# Toxic Comment Classification
## Jigsaw Kaggle Competition 

For this Kaggle competition, comments from Wikipedia had to be analyzed to determine their probabalistic chance of meeting a certain toxic criteria. The criteria were the following:

- toxic
- severe_toxic
- obscene
- threat
- insult
- identity_hate

The comment texts spanned from relatively mundane to extremely offensive. For EDA purposes I created wordcloud and frequency analysis but, given the offensive comments and for the sake of brevity, I will only focus on code that is relevant for the machine learning part of the challenge.

First, I imported and cleaned the text as well as all relevant libraries:


In [1]:
import pandas as pd
from sklearn.feature_extraction.text import TfidfVectorizer
from scipy.sparse import hstack
import re
from sklearn.linear_model import LogisticRegression

train=pd.read_csv("C:/Users/Malte/Documents/My repositories/Toxic-Comments-Classification/train.csv",sep=",")
test=pd.read_csv("C:/Users/Malte/Documents/My repositories/Toxic-Comments-Classification/test.csv",sep=",")

The cleaning of the text is very rudimentary and with more time, I suspect that this could've yielded the highest increase in accuracy.

In [None]:
def clean_text(text):
    text = text.lower()
    text = re.sub(r"what's", "what is ", text)
    text = re.sub(r"\'s", " ", text)
    text = re.sub(r"\'ve", " have ", text)
    text = re.sub(r"can't", "cannot ", text)
    text = re.sub(r"n't", " not ", text)
    text = re.sub(r"i'm", "i am ", text)
    text = re.sub(r"\'re", " are ", text)
    text = re.sub(r"\'d", " would ", text)
    text = re.sub(r"\'ll", " will ", text)
    text = re.sub(r"\'scuse", " excuse ", text)
    text = re.sub('\W', ' ', text)
    text = re.sub('\s+', ' ', text)
    text = text.strip(' ')
    return text

train["clean_comments"]=train["comment_text"].apply(lambda x: clean_text(x))
test["clean_comments"]=test["comment_text"].apply(lambda x: clean_text(x))

To prepare the text for vectorization, we will concatenate the two text files to make sure our tfidf-vectorizer incorporates all words into its vocabulary. 

In [None]:
word_vectorizer=TfidfVectorizer(strip_accents="unicode",token_pattern=r'\w{1,}',
                                analyzer="word",ngram_range=(1,1),stop_words="english",max_features=100000)
all_text=pd.concat([train["comment_text"],test["comment_text"]])

word_vectorizer.fit(all_text)

train_word_features = word_vectorizer.transform(train["clean_comments"])
test_word_features = word_vectorizer.transform(test["clean_comments"])

Next, we do a character vectorizer, which increases accuracy tremendously. I suppose the unique nature of toxic comments ("IDIOT!!!!!11!!!") is responsible for that. Afterwords, we combine the two features for both the training and the test set. 

In [None]:
char_vectorizer = TfidfVectorizer(
    sublinear_tf=True,
    strip_accents='unicode',
    analyzer='char',
    stop_words='english',
    ngram_range=(2, 6),
    max_features=50000)
char_vectorizer.fit(all_text)
train_char_features = char_vectorizer.transform(train["clean_comments"])
test_char_features = char_vectorizer.transform(test["clean_comments"])

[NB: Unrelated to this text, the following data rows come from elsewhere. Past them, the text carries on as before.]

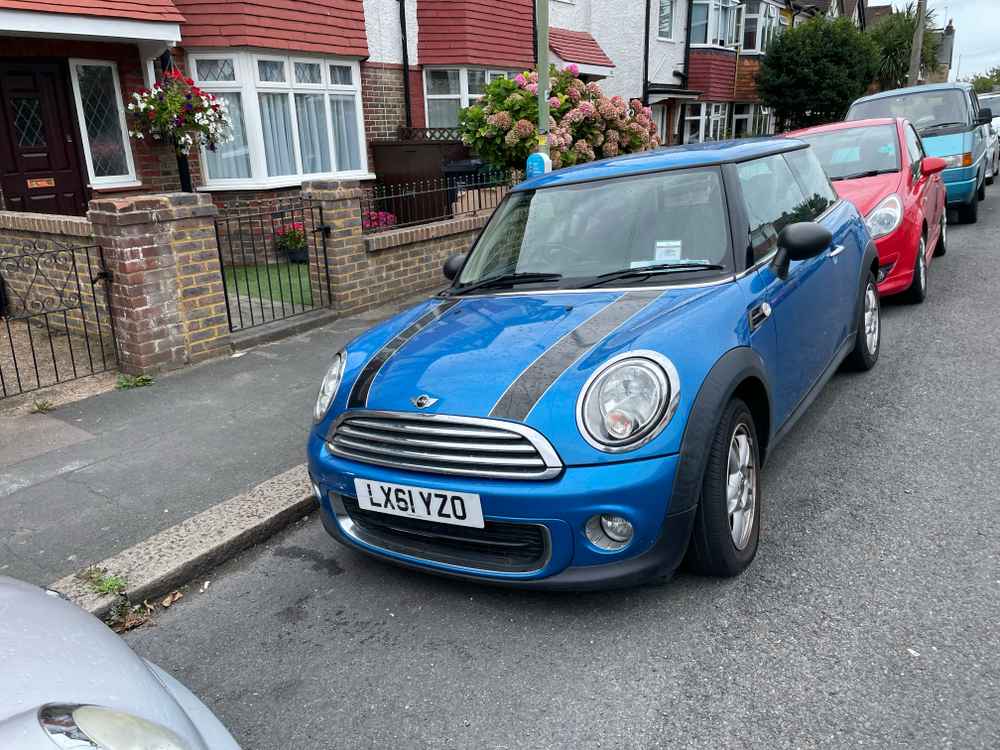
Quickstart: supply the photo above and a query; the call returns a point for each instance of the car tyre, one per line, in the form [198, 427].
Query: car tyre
[868, 339]
[968, 213]
[917, 291]
[727, 523]
[942, 245]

train_features = hstack([train_char_features, train_word_features])
test_features = hstack([test_char_features, test_word_features])


Afterwards, we run the logistic regression algorithm over it. I experimented with some parameters, but the standard yielded my best accuracy which was 0.9802. 

In [None]:
submission=pd.DataFrame()
submission["id"]=test["id"]

for e in ratings:
    y=train[e]
    clf=LogisticRegression()
    clf.fit(train_features,y)
    submission[e]=clf.predict_proba(test_features)[:,1]

## Acknowledgements

As always, the Kaggle community was extremely helpful. I'd like to point out especially this kernel:

https://www.kaggle.com/ogrellier/lgbm-with-words-and-chars-n-gram

This helped me tremendously. I experimented with lightgbm as well but could not beat logistic regression, not even close.